When done at the time of IETF Last Call, the authors should consider this
review as part of the last-call comments they receive. Please always CC
tsv-art@ietf.org if you reply to or forward this review.

High level issue:

I think this document is not clear enough on the different alternatives that is
actually supported for transmitting the ATLAS data and the component video data.

Section 4.1 gives the impression that one can combine all data needed for one
V3C represenation into a single video stream, i.e. being sent over a single RTP
SSRC.

Section 9.2 instead talks about how to have seperate V3C with the atlas data,
and then component video streams over other RTP streams (SSRC).

For the later there exists a plentora of possible multiplexing models.
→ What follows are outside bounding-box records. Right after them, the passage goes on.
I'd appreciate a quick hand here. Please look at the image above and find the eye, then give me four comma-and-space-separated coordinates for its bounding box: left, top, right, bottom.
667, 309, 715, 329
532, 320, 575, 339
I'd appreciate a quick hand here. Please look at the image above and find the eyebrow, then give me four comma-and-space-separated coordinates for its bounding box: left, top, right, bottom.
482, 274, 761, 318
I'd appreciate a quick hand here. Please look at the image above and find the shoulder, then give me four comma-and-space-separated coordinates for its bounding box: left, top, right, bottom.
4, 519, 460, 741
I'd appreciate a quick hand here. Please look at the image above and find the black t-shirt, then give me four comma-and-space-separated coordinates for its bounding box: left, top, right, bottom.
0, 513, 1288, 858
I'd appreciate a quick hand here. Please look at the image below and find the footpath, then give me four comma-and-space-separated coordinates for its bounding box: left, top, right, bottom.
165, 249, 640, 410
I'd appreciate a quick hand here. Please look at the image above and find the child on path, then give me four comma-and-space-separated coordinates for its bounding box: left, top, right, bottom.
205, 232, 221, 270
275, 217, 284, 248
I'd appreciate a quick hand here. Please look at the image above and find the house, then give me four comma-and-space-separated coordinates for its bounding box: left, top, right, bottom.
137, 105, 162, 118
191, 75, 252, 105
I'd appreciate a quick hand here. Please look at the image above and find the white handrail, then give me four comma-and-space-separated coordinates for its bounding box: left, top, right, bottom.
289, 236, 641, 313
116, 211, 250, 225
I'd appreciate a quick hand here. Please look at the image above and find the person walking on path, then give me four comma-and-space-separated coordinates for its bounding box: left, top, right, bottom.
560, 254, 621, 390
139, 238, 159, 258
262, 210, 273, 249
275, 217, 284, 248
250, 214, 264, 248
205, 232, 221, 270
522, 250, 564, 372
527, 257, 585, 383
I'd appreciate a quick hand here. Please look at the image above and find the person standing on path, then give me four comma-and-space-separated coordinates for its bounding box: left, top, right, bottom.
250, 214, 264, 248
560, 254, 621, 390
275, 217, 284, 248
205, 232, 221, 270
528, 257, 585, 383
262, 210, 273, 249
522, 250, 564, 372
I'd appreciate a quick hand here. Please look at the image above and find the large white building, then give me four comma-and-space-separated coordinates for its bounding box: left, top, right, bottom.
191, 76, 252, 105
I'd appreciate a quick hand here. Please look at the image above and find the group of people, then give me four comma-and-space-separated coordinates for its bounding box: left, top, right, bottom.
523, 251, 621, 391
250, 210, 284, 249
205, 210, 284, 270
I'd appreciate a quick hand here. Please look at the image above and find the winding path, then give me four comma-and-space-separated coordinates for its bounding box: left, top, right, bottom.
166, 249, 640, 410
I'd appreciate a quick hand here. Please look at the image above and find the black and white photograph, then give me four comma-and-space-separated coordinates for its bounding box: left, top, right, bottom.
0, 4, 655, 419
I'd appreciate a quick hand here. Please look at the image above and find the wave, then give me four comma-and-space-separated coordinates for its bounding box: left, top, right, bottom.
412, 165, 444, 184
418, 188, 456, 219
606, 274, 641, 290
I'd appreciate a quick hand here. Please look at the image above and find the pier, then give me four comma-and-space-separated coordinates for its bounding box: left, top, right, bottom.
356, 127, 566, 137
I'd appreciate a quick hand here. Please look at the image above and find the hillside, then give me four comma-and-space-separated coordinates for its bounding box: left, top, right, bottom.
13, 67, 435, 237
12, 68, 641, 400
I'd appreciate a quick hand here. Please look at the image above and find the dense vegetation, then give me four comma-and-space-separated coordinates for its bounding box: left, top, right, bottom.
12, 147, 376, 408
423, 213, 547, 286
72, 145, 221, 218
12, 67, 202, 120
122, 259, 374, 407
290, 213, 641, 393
With
what is being defined in section 9.2-9.4. With the defined grouping of V3C one
can clearly do both RTP session based multiplexing as well as bundled. The
examples in Section 9.3 appears to indicate that one need uniquie media lines
in SDP per complete V3C representation and that one can't setup one media line
per type and simple use multiple SSRC in each one complete set across the media
line to generate one media representation? Or even by just establishing one
payload type per type and then use RFC 5576 ssrc-group to indicate a set of
SSRCs that are part of one representation. Wouldn't it make sense to have a
ssrc-group for V3C?

Having read the document I think there is a need for a dedicated section that
defines which combinations that are possible and what external from RTP/RTCP
support these needs in providing the grouping.
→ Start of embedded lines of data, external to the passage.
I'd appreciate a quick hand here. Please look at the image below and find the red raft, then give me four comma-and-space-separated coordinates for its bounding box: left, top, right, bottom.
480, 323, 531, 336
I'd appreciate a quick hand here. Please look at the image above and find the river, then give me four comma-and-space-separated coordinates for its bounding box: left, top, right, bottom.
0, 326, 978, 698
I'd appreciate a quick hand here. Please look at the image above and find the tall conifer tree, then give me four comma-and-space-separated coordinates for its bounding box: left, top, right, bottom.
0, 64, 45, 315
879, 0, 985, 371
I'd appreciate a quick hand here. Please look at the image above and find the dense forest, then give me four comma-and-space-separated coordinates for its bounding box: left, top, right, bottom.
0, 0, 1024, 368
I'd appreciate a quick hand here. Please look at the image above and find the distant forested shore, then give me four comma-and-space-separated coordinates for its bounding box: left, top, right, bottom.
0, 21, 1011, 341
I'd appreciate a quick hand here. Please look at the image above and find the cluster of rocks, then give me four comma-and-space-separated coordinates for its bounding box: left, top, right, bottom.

Can you confirm that you have not identified anyway of using RTP/RTCP
mechanisms that exist to identify the set of SSRCs that are part of one
representation?

Another significant issue is the one for Section 8: regarding bit-rate
adaptation for this payload format and its component stream.

Section 7.1:

Published specification: Please refer to [ISO.IEC.23090-5]

I think this needs to indicate the RFC that defined the RTP payload format, as
that is the specification for which the media type is being registered.

Restrictions on usage: N/A

I think the recommened text from RFC 8088 for this field still applies:

This media type depends on RTP framing and, hence, is only defined
      for transfer via RTP [RFC3550].  Transport within other framing
      protocols is not defined at this time.

Section 8:

Due to how the full media representation when using V3C is dependent on having
both the ATLAS as well as the component video streams the response to
congestion control limitations are far from trivial. I think some clarification
to the implementer here is needed on how it should behave when forced to reduce
the aggregate bandwidth and how to consider inter stream prioritization. This
issue is clearly different from what scalable video codecs encounter when being
bandwidth limited where it is usually clear how to reduce the bit-rate.

Section 9.

Please add a reference to RFC 8866 in the first sentence.

Section 9.1:

I would recommend that one are clear that "byte-string" is using the definition
that exists in RFC 8866.

Section 11:

I think this format needs an additional security consideration due to the
grouping. That is that for correct decoding the signalling system needs to
correctly indicate the combination of the V3C Atlas stream and the component
streams. If an attacker is able to manipulate this information the senders
intention will not be represented.

Secondly:

This RTP payload format and its media decoder do not exhibit any significant
non-uniformity in the receiver-side computational complexity for packet
processing, and thus are unlikely to pose a denial-of-service threat due to the
receipt of pathological data. Nor does the RTP payload format contain any
active content.

If I manipulate the ATLAS information can I significantly increase the decoding
information. For example forcing magnitude more iterations over the underlying
component video stream data to create the Volumetric representation?